Our Italica Press Catalog 58 for Fall 2019 is now available and ready for download. It contains six new titles and our complete backlist.

This season’s new offering include New Italian Voices, translated and edited by Cinzia Sartini Blum and Deborah L. Contrada. This major new collection includes Italian writers from India and Syria, Eastern Europe, North and sub-Saharan Africa, Latin America, and Italy. This volume brings together a group of accomplished, award-winning authors of growing international acclaim.
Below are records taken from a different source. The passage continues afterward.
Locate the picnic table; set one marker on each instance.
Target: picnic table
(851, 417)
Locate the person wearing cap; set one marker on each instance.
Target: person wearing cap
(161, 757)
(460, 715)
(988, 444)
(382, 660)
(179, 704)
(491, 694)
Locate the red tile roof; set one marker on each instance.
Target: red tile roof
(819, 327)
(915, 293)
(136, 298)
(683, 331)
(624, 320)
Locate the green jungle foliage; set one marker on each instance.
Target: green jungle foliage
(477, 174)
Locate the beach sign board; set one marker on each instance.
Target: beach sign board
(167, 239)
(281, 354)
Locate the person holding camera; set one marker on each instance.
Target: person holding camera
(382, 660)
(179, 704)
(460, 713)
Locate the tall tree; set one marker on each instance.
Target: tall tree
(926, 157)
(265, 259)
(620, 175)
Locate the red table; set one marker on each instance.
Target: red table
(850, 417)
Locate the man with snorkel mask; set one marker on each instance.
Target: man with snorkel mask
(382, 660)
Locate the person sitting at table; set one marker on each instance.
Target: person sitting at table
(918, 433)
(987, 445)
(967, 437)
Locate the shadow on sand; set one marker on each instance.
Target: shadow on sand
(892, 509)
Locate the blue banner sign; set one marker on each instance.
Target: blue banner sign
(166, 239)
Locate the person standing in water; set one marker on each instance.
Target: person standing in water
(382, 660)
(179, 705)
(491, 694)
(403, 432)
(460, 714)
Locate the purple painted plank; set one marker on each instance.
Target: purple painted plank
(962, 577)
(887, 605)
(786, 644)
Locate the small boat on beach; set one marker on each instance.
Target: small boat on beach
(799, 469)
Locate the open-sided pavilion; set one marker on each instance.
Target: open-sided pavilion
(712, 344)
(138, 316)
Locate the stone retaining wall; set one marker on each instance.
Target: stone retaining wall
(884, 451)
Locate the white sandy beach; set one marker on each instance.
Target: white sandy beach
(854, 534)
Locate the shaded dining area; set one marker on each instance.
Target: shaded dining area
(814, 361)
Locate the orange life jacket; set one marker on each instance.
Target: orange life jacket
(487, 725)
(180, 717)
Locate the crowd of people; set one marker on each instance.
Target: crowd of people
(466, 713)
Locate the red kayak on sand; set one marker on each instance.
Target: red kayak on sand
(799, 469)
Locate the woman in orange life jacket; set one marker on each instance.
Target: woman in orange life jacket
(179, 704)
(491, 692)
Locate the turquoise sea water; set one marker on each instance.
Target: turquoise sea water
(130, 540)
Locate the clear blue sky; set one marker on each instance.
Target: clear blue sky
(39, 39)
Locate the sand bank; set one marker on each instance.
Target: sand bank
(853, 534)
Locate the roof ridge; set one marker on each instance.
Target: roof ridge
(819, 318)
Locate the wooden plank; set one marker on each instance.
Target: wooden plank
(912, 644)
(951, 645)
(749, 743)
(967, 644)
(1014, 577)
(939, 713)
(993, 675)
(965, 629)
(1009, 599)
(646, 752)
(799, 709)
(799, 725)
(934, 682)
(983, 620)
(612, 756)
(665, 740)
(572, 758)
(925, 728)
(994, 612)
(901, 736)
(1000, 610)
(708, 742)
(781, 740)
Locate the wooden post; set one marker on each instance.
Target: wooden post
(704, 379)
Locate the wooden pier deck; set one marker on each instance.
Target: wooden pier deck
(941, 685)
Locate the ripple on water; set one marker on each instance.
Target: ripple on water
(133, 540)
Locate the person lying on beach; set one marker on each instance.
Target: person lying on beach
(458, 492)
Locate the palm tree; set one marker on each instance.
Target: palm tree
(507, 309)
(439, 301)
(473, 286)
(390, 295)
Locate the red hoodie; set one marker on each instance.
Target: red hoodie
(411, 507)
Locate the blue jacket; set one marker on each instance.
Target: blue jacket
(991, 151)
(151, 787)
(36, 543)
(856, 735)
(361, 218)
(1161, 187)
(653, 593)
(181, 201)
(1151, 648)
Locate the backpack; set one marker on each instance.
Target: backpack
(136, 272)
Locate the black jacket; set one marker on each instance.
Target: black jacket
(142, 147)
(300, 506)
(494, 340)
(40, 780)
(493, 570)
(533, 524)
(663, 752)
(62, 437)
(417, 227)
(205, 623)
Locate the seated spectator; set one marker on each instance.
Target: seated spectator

We are pleased to announce the publication of the next volume in our Documentary History of Naples series. Volume editors Charlotte Nichols & James H. Mc Gregor present Renaissance Naples: A Documentary History 1400–1600. They offer the first comprehensive English-language collection of sources to treat the city of Naples from the end of the medieval to the early modern period. This book presents 169 readings in English translation drawn from historical, biographical, financial, literary, artistic, religious and cultural documents starting with the later Angevin dynasty and ending at the 17th century.

Eileen Gardiner also offers the next volume in her ongoing Hell-on-Line series of transcultural texts describing the infernal otherworld. Greek & Roman Hell: Visions, Tours and Descriptions of the Infernal Otherworld includes seventeen texts that range from epic poems by Homer and Virgil to plays by Aristophanes and Seneca, dialogues by Plato, satirical pieces by Lucian of Samosata, to novels and narrative poems. It provides a comprehensive overview of the nature of Greek and Roman hell.

Also new is The Miracles and Translatio of Saint James, books 2 and 3 of the Liber Sancti Jacobi. This presents a translation, with introduction, commentaries and notes by Thomas F. Coffey and Maryjane Dunn. This is the fourth of a projected five-volume series publishing modern English translations and commentary in our complete Compostela Project.   

Kiril Petkov brings us another important Mediterranean text with his From Cyprus to Lepanto, an annotated translation of the History of Giovanni Pietro Contarini. Written in Italian, Contarini’s account of the battle of Lepanto in 1571 and the events leading up to it offers a humanist historical narrative with keen and consistent reflections on the political philosophy of conflict in the context of the Ottoman-Catholic confrontation in the early modern Mediterranean. 

Finally, we’ve published another important title by Nobel Prize winning novelist Grazia Deledda: Ivy, translated from the Italian, with introduction, by Mary Ann Frese Witt and Martha Witt. Many consider Ivy to be Deledda’s best work, surpassing even Elias Portolu and Reeds in the Wind (Canne al vento). Here she deeply probes the misguided but altruistic motivation of a woman totally dependent on others who lack her own moral fortitude.